There were improvised prop thrones, and prop weapons, and prop books and prop bouquets, all random objects taken from our desks and our bookshelves and our basements. (We’re theater people, so our apartments and our basements all seem to have prop thrones already somehow.) The apotheosis of all this came during the gravedigger scene, when Yorick’s proverbial skull was bandied about. Somehow, neither Hamlet nor the gravedigger had a skull lying around their apartment (a shameful oversight), so the gravedigger wound up brandishing a Stormtrooper helmet mug in his zoom frame, and passed it off to Hamlet, who wound up brandishing in his zoom frame the head of a figurine of Disney’s Mad Hatter.
It’s the best version of the gravedigger scene I’ve ever witnessed.
And this has become another unique hallmark of the Zoom performance genre – an embracing of the fact that in place of a set, or costumes, or any of the other design elements we expect from theater, we have to make do with the random detritus strewn about our apartments. We’re repurposing anything and everything we can get our hands on – every outfit we were going to throw out, every trinket from our childhood, every novelty gift we’ve ever received – in a wild mix of creativity and punch-drunk boredom.

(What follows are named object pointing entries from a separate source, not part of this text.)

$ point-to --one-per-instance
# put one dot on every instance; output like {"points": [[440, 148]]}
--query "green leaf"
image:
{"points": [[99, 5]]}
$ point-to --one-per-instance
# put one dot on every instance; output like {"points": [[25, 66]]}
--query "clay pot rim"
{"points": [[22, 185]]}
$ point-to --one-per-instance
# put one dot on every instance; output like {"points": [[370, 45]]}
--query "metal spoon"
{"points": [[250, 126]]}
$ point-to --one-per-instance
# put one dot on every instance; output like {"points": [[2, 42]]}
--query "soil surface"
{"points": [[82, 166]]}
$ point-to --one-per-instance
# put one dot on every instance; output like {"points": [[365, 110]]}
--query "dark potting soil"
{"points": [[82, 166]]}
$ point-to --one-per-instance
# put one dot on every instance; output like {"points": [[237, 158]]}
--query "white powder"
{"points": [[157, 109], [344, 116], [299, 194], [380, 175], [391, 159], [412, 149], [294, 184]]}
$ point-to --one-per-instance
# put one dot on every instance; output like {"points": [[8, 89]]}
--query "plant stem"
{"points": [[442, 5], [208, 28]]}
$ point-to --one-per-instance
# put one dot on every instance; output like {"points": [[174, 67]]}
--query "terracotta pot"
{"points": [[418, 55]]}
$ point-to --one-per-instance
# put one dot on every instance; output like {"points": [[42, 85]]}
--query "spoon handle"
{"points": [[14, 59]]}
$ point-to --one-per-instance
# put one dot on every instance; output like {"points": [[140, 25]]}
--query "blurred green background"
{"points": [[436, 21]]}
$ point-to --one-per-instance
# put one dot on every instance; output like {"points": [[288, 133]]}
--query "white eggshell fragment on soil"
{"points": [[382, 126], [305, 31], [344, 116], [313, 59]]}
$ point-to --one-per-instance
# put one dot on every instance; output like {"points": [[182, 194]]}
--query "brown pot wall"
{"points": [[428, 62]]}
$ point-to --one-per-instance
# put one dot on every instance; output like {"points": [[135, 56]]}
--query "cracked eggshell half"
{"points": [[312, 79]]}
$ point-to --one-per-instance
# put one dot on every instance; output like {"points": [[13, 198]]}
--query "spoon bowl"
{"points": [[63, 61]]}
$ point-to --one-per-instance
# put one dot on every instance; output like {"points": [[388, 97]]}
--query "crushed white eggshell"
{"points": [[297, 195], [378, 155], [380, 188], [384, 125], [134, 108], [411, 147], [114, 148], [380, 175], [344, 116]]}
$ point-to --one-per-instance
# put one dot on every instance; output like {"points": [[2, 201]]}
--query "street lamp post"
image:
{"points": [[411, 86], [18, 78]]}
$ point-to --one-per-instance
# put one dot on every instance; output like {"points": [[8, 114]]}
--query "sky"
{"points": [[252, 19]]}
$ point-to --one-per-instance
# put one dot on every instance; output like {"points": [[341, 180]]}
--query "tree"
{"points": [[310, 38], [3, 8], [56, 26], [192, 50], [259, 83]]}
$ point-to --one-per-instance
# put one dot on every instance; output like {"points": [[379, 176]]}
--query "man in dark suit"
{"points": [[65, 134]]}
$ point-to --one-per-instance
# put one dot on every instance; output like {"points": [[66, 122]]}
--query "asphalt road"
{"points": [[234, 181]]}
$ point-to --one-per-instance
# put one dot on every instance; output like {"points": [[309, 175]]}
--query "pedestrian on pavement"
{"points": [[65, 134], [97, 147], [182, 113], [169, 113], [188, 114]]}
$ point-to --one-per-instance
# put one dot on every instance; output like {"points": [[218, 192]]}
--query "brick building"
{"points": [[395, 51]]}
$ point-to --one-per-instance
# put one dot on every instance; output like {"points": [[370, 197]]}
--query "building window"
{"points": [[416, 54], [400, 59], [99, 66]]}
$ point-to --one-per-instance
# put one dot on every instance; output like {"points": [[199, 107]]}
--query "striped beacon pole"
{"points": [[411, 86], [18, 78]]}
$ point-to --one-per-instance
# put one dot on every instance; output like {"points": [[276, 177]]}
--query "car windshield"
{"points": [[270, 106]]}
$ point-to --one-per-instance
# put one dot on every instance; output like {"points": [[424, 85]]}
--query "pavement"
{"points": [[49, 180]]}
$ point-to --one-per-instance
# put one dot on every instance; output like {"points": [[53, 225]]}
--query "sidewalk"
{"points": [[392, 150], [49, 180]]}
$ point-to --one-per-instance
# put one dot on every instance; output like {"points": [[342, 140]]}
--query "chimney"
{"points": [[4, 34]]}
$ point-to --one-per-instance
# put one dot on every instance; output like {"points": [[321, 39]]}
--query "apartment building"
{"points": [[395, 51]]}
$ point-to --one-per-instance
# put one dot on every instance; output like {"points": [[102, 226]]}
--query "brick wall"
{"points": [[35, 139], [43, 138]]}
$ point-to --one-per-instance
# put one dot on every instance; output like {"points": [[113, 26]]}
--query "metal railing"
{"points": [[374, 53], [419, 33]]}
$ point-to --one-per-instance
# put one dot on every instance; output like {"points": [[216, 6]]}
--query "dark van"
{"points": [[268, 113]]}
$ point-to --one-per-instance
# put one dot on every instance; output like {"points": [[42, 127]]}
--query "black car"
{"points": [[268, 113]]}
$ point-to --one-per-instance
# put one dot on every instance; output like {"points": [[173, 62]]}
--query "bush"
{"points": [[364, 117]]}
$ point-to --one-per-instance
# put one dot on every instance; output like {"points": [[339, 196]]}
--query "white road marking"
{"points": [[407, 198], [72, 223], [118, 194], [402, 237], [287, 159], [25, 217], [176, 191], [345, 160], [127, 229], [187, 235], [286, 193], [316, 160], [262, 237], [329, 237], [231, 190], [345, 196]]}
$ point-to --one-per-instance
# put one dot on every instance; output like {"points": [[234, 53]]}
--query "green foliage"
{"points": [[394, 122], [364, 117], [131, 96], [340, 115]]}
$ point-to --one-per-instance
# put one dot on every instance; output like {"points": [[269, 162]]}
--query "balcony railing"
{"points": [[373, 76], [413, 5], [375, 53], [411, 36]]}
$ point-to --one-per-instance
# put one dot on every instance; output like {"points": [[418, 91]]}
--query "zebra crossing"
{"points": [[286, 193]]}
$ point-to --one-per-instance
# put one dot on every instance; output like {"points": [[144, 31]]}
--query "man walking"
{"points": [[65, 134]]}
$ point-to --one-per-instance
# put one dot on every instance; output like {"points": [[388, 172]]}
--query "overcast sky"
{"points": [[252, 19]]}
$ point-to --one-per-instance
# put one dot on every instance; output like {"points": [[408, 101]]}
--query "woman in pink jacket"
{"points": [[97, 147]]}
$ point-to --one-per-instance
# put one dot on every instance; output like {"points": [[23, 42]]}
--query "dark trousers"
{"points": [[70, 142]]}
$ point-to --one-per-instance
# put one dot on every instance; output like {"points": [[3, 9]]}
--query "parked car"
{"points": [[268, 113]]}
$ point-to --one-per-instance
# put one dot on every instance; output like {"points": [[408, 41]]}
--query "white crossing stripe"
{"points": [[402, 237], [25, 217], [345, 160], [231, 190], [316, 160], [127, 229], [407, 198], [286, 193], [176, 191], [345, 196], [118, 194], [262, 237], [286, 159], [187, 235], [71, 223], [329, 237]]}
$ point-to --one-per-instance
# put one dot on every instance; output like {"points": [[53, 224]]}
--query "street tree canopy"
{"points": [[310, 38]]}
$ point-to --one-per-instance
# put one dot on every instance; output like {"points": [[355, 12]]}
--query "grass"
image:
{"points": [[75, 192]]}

In doing so, we’ve rediscovered the joys of Poor Theatre. In his seminal work The Empty Stage, Peter Brooks describes staging a production of Love’s Labor’s Lost at the Royal Shakespeare Company in which the cast was allowed to create their own costumes, without regard to period setting or any coherent mise-en-scene, but simply based on how they saw their characters. He describes it as the most vital production of the play he’d ever staged – and that’s what all of us are staging every time we break out our spare New Year’s Hats and feathered boas in these strange, zooming times. And we’re all in this together – the Saturday Night Live cast members and furloughed Broadway performers we watch on what’s left of prime time television are dealing with the same limitations as the rest of us. It’s a democratization of the arts, which is most welcome in these stratified times.
So that’s the silver lining to this unthinkably dark storm cloud. Hopefully, we’ll have retained some of these lessons once the storm finally passes. (And I mean a real passing of the storm – not an illusion created by moving cotton or a pillow or something across the laptop screen.)